Secretary of State Hillary Rodham Clinton released the 2010 mid-year Report on International Religious Freedom on September 13. Following her remarks, Assistant Secretary of State for Democracy, Human Rights, and Labor Michael Posner and Ambassador-at-Large for International Religious Freedom Suzan Johnson Cook took questions.

The Annual Report on International Religious Freedom covers the legal status of religious freedom in more than 190 countries and territories around the world. The International Religious Freedom Act of 1998 also mandates the designation of Countries of Particular Concern. Countries of Particular Concern are governments that have engaged in, or tolerated, systematic, ongoing, egregious violations of religious freedom.

In her remarks, Secretary Clinton said:

“…The protection of religious freedom is a fundamental concern of the United States going back to the earliest days of our republic, and it remains so today.

“As we look around the world, in fact, we see many countries where governments deny their people the most fundamental human rights: the right to believe according to their own conscience — including the freedom to not believe or not follow the religion favored by their government; the right to practice their religion freely, without risking discrimination, arrest, or violence; and the right to educate their children in their own religious traditions; and the freedom to express their beliefs.

“In Iran, authorities continue to repress Sufi Muslims, evangelical Christians, Jews, Bahais, Sunnis, Ahmadis, and others who do not share the government’s religious views. In China, Tibetan Buddhists, Uighur Muslims, ‘house church’ Christians all suffer from government attempts to restrict their religious practice. In Eritrea last year, a 43-year-old evangelical Christian died in prison; he was reportedly tortured for 18 months and denied treatment for malaria because he refused to renounce his faith.

“Of course, threats to the free exercise of conscience and religion do not always come directly from governments. Just yesterday, we heard reports that gunmen masquerading as security officers waylaid a bus of Shia pilgrims traveling throughout western Iraq. The women were abandoned by the side of the road, but the 22 men were shot, and their bodies left in the middle of the desert. This sort of hateful, senseless violence has no aim other than to undermine the fabric of peaceful society.

“In the Middle East and North Africa, the transitions to democracy have inspired the world, but they have also exposed ethnic and religious minorities to new dangers. People have been killed by their own neighbors because of their ethnicity or their faith. In other places, we’ve seen governments stand by while sectarian violence, inflamed by religious animosities, tears communities apart.

“Now, the people of the region have taken exciting first steps toward democracy — but if they hope to consolidate their gains, they cannot trade one form of repression for another.

“Shining a spotlight on violations of religious freedom around the world, such as those I just mentioned, is one of our goals in releasing this report.

“We also call attention to some of the steps being taken to improve religious freedom and promote religious tolerance. One of those is UN Human Rights Council Resolution 1618, which was introduced by the Organization of Islamic Cooperation and adopted by consensus in March. It calls on all states to take concrete action against religious bigotry through tolerance, education, government outreach, service projects, and interfaith dialogue. And we worked very hard with a number of nations and with the OIC to pass this resolution, and we will be working with our OIC and European counterparts on implementing it. And Ambassador Johnson Cook is leading our efforts.

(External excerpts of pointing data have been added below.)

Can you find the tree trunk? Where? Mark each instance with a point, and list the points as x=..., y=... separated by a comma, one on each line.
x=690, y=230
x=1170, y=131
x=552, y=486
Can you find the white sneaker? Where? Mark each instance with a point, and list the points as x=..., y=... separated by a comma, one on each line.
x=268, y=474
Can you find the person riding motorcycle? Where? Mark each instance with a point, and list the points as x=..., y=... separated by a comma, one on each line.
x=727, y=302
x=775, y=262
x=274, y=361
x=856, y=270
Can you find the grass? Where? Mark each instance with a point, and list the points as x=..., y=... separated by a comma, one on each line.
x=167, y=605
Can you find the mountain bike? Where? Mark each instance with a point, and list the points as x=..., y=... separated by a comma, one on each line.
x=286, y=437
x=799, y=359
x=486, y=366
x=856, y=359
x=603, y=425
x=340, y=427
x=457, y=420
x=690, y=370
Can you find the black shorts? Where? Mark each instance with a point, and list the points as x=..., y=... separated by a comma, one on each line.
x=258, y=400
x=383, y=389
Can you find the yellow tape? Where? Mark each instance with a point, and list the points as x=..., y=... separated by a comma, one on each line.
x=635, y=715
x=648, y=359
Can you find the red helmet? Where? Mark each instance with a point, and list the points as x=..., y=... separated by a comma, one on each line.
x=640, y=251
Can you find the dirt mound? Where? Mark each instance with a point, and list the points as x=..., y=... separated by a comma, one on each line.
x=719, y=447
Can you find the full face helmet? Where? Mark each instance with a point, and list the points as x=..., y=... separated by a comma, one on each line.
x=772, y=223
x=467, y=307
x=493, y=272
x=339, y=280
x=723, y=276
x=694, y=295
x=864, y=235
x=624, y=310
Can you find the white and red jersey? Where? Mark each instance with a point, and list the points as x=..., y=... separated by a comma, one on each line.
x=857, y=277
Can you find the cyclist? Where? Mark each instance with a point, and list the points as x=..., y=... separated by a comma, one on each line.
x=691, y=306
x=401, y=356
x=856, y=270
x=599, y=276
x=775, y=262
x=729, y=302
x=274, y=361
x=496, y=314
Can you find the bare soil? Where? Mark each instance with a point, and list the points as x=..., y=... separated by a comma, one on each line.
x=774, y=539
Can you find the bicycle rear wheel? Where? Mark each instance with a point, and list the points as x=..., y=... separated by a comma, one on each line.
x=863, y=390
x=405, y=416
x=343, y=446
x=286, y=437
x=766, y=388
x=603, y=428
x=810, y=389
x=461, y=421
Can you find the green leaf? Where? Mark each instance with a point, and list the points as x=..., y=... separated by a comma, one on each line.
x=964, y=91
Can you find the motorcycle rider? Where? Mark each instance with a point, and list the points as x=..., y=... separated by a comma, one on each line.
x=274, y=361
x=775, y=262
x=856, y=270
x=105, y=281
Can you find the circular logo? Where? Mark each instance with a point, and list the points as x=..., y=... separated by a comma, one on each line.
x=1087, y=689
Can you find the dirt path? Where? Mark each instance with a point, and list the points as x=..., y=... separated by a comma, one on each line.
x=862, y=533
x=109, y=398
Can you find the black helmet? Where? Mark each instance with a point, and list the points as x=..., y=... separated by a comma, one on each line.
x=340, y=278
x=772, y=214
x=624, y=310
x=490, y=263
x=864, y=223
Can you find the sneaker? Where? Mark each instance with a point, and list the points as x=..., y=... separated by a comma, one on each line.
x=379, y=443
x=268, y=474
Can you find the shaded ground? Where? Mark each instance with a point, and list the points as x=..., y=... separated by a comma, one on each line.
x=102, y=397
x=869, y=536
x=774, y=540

“We have also seen Turkey take serious steps to improve the climate for religious tolerance. The Turkish Government issued a decree in August that invited non-Muslims to reclaim churches and synagogues that were confiscated 75 years ago. I applaud Prime Minister Erdogan’s very important commitment to doing so. Turkey also now allows women to wear headscarves at universities, which means female students no longer have to choose between their religion and their education.

“Third, as we release this report, we reaffirm the role that religious freedom and tolerance play in building stable and harmonious societies. Hatred and intolerance are destabilizing. When governments crack down on religious expression, when politicians or public figures try to use religion as a wedge issue, or when societies fail to take steps to denounce religious bigotry and curb discrimination based on religious identity, they embolden extremists and fuel sectarian strife.

“And the reverse is also true: When governments respect religious freedom, when they work with civil society to promote mutual respect, or when they prosecute acts of violence against members of religious minorities, they can help turn down the temperature. They can foster a public aversion to hateful speech without compromising the right to free expression. And in doing so, they create a climate of tolerance that helps make a country more stable, more secure, and more prosperous.

“So the United States Government will continue our efforts to support religious freedom. We are engaging with faith groups to address the issues that affect them. Our embassies encourage inter-faith dialogue. And we will speak out against efforts to curtail religious freedom.

“Because it is our core conviction that religious tolerance is one of the essential elements not only of a sustainable democracy but of a peaceful society that respects the rights and dignity of each individual. People who have a voice in how they are governed — no matter what their identity or ethnicity or religion — are more likely to have a stake in both their government’s and their society’s success. That is good for stability, for American national security, and for global security.”